Ia melanjutkan, tujuan dari penetapan itu adalah agar penanganan yang diberikan pemerintah pusat dan daerah dapat lebih maksimal, mengingat dampak yang ditimbulkan sudah sangat memperihatinkan. Selain itu, dalam menangani masalah asap di Indonesia, disarankan agar dibentuk kementerian khusus yang fokus menangani bencana alam, seperti yang diterapkan di Rusia.

“Dengan memanfaatkan teknologi satelit, Kementerian Penanggulangan Bencana di Rusia bisa mendeteksi adanya titik-titik api, dengan begitu kebakaran hutan dapat dicegah. Selain itu, aparat penegak hukum juga harus berani melakukan investigasi agar para pelaku pembakar hutan mendapatkan sanksi dan hukuman yang sesuai,” tandasnya.

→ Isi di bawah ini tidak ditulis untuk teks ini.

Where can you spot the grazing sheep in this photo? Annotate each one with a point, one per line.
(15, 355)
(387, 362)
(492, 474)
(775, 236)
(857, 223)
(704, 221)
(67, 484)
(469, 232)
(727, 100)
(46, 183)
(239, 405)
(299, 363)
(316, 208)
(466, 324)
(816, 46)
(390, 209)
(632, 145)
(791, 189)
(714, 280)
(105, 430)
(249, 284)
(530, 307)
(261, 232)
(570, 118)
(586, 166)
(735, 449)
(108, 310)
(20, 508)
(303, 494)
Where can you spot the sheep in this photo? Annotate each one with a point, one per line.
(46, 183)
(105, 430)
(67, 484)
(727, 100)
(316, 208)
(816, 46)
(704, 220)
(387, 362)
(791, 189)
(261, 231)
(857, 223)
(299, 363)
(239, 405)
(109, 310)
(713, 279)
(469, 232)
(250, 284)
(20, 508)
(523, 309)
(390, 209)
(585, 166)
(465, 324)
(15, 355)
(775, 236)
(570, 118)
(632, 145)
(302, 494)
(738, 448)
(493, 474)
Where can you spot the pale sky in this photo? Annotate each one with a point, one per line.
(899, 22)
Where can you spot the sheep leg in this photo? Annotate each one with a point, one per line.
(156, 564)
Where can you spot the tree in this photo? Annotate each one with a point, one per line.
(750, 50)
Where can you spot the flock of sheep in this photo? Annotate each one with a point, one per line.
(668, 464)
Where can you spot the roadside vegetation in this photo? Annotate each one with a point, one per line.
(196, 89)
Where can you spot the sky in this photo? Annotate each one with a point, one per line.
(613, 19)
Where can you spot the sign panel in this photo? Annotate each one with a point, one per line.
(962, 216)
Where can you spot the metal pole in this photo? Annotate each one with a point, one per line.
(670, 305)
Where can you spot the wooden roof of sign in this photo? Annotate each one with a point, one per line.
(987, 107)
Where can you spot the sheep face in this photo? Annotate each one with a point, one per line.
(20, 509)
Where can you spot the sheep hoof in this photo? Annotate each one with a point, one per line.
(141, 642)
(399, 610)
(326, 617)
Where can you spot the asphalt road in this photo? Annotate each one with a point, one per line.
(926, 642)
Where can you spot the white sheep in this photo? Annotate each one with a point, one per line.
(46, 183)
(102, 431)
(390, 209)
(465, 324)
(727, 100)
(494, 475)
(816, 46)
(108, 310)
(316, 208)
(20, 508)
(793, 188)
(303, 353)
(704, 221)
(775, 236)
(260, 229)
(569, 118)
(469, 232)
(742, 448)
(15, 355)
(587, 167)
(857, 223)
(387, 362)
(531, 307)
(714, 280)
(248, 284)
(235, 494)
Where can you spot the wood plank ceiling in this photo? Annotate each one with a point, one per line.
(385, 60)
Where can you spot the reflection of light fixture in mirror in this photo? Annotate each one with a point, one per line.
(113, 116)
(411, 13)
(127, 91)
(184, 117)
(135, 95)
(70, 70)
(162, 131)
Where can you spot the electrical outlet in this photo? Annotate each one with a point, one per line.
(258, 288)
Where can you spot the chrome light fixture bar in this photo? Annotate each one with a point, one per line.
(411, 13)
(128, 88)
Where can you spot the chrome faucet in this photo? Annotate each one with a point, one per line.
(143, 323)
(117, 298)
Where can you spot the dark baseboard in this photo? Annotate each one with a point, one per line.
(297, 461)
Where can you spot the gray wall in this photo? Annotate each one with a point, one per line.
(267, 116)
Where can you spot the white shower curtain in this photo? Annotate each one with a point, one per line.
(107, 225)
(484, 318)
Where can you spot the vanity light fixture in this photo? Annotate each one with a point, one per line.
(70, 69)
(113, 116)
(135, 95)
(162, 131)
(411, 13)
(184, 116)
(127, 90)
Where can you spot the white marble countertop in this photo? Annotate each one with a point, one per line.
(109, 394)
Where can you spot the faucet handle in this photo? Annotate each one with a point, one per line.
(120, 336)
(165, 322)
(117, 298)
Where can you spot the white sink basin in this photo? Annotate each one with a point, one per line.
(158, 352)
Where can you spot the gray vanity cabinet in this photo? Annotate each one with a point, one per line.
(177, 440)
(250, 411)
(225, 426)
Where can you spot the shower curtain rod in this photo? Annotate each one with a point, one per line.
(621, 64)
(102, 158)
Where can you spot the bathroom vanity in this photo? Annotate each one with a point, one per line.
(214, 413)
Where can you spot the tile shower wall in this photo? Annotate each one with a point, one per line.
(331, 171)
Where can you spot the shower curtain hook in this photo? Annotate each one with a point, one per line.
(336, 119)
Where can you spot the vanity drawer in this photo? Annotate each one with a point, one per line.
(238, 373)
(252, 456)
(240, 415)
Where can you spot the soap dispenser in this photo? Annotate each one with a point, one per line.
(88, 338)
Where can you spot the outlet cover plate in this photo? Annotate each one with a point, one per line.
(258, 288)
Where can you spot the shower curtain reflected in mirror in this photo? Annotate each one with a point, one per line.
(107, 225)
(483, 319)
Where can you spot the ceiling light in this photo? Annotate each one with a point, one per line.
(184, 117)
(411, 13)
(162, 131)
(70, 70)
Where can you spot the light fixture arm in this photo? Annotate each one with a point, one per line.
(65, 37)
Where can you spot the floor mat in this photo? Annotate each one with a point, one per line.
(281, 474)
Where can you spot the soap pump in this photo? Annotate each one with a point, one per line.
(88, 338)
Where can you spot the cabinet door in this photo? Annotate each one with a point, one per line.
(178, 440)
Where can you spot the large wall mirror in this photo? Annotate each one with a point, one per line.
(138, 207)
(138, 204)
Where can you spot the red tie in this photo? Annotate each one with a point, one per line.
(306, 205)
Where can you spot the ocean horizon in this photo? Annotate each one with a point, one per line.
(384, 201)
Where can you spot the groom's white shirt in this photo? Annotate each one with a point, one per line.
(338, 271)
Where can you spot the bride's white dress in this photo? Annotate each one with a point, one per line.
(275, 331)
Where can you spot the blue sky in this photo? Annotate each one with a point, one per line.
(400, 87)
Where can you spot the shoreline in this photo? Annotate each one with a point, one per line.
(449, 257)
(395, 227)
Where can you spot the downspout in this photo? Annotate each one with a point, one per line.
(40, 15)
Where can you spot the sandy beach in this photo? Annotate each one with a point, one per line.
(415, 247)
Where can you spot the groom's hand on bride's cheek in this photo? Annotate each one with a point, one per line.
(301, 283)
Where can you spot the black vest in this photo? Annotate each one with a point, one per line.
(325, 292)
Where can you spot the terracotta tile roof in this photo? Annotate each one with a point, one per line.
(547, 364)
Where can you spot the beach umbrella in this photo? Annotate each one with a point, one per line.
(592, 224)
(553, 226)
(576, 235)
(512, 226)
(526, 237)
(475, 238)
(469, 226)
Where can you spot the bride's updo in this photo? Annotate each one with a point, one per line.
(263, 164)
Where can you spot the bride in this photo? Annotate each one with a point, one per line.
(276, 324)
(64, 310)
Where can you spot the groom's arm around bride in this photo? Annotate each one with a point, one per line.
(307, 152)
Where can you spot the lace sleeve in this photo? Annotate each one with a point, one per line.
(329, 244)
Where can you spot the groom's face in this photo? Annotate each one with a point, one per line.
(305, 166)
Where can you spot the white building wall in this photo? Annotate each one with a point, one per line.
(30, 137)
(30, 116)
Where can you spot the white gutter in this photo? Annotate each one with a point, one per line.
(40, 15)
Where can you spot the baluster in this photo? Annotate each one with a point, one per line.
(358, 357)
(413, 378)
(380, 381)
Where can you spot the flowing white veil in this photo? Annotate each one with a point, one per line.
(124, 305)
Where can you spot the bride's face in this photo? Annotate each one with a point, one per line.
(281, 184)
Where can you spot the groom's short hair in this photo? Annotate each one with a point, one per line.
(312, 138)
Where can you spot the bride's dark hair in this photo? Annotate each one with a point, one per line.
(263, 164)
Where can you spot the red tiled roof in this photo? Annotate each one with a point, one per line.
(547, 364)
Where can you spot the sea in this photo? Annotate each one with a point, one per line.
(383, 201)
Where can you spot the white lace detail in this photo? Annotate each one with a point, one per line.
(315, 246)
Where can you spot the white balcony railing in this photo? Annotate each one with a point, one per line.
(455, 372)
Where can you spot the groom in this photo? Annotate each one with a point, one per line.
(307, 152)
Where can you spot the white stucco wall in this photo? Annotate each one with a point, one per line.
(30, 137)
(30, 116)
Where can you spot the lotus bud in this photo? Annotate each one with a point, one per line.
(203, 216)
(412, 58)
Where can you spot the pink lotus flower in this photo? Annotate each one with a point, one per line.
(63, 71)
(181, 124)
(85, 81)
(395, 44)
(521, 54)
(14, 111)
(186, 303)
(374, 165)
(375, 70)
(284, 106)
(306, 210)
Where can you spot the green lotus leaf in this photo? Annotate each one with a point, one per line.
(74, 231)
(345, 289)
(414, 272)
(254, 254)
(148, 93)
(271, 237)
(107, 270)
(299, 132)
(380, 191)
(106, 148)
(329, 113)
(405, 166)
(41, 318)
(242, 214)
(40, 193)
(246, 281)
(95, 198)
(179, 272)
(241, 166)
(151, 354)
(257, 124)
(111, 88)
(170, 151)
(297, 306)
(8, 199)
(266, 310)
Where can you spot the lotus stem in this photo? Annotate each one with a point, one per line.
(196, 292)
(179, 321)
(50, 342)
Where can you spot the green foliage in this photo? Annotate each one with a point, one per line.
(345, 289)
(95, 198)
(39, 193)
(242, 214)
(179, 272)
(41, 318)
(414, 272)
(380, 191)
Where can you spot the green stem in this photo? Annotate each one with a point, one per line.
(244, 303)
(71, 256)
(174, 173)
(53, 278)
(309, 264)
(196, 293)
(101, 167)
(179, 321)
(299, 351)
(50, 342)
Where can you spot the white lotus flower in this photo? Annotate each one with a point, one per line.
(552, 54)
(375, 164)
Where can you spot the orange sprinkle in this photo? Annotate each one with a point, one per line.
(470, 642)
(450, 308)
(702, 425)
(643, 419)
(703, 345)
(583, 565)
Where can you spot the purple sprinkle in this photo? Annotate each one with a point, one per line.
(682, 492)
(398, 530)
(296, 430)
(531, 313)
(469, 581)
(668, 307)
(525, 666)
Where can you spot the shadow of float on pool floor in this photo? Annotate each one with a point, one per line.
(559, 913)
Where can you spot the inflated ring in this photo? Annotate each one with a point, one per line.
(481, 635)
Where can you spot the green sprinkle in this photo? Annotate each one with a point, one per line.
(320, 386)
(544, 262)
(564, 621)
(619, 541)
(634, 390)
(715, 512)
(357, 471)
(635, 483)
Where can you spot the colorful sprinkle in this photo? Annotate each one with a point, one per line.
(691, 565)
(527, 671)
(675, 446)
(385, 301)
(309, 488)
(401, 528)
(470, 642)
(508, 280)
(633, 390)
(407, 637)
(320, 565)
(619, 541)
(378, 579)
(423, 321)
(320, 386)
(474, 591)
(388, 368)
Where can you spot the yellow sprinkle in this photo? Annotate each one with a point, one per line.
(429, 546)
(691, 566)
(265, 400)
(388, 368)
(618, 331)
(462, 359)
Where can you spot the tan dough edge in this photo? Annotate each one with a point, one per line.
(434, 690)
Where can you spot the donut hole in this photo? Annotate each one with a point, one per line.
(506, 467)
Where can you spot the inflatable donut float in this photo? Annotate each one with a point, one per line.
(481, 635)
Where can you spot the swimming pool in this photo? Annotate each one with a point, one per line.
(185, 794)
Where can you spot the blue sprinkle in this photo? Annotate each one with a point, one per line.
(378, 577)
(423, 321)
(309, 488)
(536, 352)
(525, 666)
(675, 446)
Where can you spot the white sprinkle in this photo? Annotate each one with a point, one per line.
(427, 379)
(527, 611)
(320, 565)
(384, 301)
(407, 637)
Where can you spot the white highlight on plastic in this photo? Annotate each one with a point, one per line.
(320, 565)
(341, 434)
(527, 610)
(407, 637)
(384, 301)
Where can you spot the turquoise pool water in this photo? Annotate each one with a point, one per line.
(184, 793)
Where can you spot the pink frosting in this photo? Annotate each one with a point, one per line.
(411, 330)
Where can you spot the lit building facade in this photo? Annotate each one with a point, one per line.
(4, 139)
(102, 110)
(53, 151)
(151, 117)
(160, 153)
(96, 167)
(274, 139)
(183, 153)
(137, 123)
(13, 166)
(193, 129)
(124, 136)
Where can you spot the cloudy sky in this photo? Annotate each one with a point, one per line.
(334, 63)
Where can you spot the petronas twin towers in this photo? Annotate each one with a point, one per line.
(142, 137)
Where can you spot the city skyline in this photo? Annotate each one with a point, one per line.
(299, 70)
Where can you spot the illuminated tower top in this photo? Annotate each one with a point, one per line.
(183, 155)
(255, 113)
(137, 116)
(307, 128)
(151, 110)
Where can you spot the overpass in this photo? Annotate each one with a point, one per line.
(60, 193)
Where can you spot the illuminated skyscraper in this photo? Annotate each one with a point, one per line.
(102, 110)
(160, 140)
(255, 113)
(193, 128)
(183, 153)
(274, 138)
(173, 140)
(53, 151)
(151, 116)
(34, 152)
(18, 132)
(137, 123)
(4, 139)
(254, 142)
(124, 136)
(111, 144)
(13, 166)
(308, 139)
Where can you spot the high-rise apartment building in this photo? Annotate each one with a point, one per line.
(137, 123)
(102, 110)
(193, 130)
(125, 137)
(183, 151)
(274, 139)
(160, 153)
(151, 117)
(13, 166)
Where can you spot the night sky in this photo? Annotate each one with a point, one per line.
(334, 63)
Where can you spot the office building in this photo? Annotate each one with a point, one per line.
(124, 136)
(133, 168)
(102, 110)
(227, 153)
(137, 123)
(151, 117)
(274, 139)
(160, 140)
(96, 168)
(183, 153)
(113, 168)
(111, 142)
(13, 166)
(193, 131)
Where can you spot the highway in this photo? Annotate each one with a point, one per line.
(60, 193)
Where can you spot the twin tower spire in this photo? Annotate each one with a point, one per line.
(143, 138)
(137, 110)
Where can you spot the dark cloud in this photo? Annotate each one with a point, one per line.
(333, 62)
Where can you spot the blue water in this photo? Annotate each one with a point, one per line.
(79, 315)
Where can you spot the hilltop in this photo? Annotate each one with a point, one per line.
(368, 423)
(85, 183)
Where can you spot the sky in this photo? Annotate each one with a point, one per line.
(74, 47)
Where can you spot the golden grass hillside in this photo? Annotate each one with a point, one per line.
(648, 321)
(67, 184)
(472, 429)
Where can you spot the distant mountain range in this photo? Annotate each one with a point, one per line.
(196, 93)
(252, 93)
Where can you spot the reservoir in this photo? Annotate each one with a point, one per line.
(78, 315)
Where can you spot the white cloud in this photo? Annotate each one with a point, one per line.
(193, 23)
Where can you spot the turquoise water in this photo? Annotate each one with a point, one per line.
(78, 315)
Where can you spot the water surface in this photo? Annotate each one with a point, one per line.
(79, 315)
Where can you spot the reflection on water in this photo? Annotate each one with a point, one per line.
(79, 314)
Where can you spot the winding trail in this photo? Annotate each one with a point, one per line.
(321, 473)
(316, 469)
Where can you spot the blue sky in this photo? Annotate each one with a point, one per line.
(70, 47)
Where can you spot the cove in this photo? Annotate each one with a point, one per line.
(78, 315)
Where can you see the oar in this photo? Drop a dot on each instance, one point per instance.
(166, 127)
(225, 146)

Baca Juga  Prabowo Resmi Melantik Menteri dan Wakil Menteri Kabinet Merah Putih

Bagaimana Tanggapan Pakar?

Menggapai hal tersebut, Ketua Lembaga Hikmah dan Kebijakan Publik (LHKP) PP Muhammadiyah, Ridho Al-Hamdi punya pandangannya sendiri. Pakar politik jebolan TU University Dortmund itu tidak membandingkan, namun meminta Prabowo untuk belajar dari masa lalu.

Kala itu, pernyataan resmi pemerintah tahun 2015 menyebutkan 19 orang meninggal karena asap. Namun studi yang dilakukan oleh 12 peneliti asal Universitas Harvard dan Columbia menyatakan ada 100.300 kasus kematian yang disebabkan oleh kebakaran hutan di Indonesia pada September-Oktober 2015. Studi itu terbit pada tahun 2016.

“Prabowo yang dulu meminta untuk menetapkan, seperti di informasi tersebut ya, menetapkan sebagai bencana nasional, tetapi oleh pemerintah (pada saat itu) tidak ditetapkan bencana nasional,” ujarnya kepada wartawan Maklumat.id.

Ridho kemudian menyatakan bahwa pemerintah hari ini seharusnya melibatkan banyak pihak, terutama para peneliti yang fokus di bidangnya. Ia menekankan bahwa pengambilan keputusan tidak cukup hanya mengandalkan institusi pemerintah. Melainkan juga perlu melibatkan NGO atau institusi yang ahli dalam kebencanaan agar proses pengkajian lebih tepat.

Ridho juga menekankan bahwa seorang pemimpin tidak boleh sembarangan berbicara atau bersuara. Ia menyebutkan pentingnya melibatkan banyak pihak, termasuk psikolog publik, yang memahami bagaimana menilai dan memahami perasaan massa ketika pemerintah mengeluarkan sebuah keputusan.

“Nah, artinya memang pemerintah harus benar-benar melakukan pengkajian yang cukup mendalam ya terhadap sebuah persoalan agar supaya penanganan persoalan itu benar-benar tepat,” jelasnya.

Baca Juga  Haedar Nashir Minta Elite Kontestan Pemilu 2024 Mengarah Jadi Negarawan

Ridho mempertanyakan, mengapa dalam bencana di Sumatera yang menelan banyak korban, aspek kemanusiaan dari pemerintah tidak didahulukan? Sementara kepentingan ekonomi, kekhawatiran berkurangnya anggaran akibat penetapan status bencana nasional, atau pembatasan bantuan dari luar negeri tampak lebih diprioritaskan.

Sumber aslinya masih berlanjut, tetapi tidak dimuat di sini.